Ransom freely admits his book goes against the grain. “I am justifying a movement that does not yet exist on any conscious or concerted scale,” he writes early in Land!. And with Donald Trump and his fellow faux-populist oligarchs ensconced in Washington, Ransom's vision of striving smallholders – stable, self-sufficient and sometimes even making a profit – may seem further off than ever. But Ransom says he’s not waging war against the obscene excesses of commercial culture but fighting for individual hearts and minds. “The villain is generally called ‘capitalism,’” he asserts, but “the piece is not a tragedy. I would not want to put my villain to death if I knew how. I propose to rescue some unfortunate people from his clutches and then leave him to his own devices.

Most activists would shout him down on this, arguing that it's naïve and even dangerous to believe that you can change the system by leaving it to its own devices. The empire, they know, always strikes back.
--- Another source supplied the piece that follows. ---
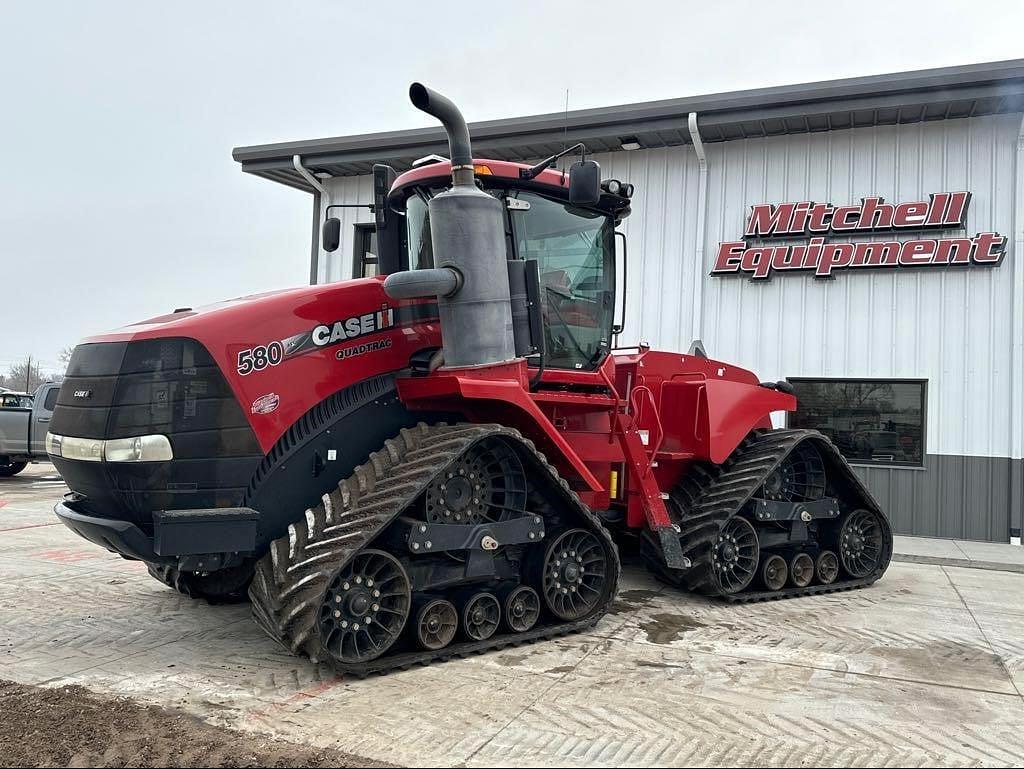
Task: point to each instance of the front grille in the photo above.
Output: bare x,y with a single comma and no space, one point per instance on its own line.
166,386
Still, one of the key takeaways from reading Land! is how much better off we'd be if more poets wrote economics (though please, let's not talk about the opposite externality--if the economists applied their invisible hand to free verse.) With poets in charge of finance departments and treasuries, I can begin to imagine a joyous noise as millions of acts of rural and urban resistance collide to form a global sound cannon that could blow the sagging system away.